Nevertheless, the British monarchy is a sort of hybrid. The succession is settled by parliament – and is apparently about to be changed to permit a daughter of the monarch or heir to the throne to take precedence over a younger brother. The idea of the Divine Right of Kings has been dead in the water ever since the execution of Charles I in 1649 – even though for a couple of generations afterwards, Tory political philosophers, notably Sir Robert Filmer, continued to assert its validity. Nevertheless, the Coronation rites date from mediaeval times, and the crowning of the monarch is a sacral ceremony.
Queen Elizabeth II is, by all accounts, a devout Christian, even though a majority of her people would no longer claim to be that; everything that is known, or at least believed, about her makes it clear that she regards her Coronation oath as binding, and that it committed her to reign, and serve, for the full length of her life. So, if she became incapacitated, or for any reason unable to fulfil her duties, there would be a regency, not an abdication. There is a precedent for this. In 1811, George III became mad, and parliament passed the Regency Act to enable the Prince of Wales to assume the powers and responsibilities of the Crown. There have been subsequent Regency Acts, most recently in 1937 and 1953, making provision for any eventuality.
If the Queen were to follow the Dutch example and abdicate in favour of Prince Charles, this would surely change the nature of the monarchy. It would be tantamount to saying it was a mere job like any other, one that should perhaps have a fixed retiring age.
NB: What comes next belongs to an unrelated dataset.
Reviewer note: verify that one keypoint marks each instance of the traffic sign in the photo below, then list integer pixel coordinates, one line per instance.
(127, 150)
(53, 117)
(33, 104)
Many certainly will think this quite reasonable; they regard the monarchy as at best a convenience, a means of ensuring that we have a non-political head of state. They might argue too that there is a precedent for considering it a mere job. Queen Elizabeth’s uncle, Edward VIII, abdicated in 1936, because the government of the day, the governments of what were then called the dominions, and the Church of England were all opposed to his wish to marry a divorced American and he believed he could not continue as king “without the support of the woman I love”.
It may well be that some day the idea that being king or queen is a job like any other will become so well established that it will seem right and proper that the monarch should retire like everybody else – well, almost everybody else, since there is at present no requirement for members of the House of Lords to retire from parliament.
That day hasn’t arrived yet. If it does, then an act of parliament will be presented to the monarch saying in effect, “time’s up in so many years”, and the monarch of the day will be required to give his or her assent. That day still looks distant – and not only because the Queen is a great deal more popular than her parliament. If it arrives, the nature of the monarchy will surely change again, and would probably adapt. Over the centuries the Crown’s capacity for re-adjustment to changed circumstances and renewal, has been remarkable.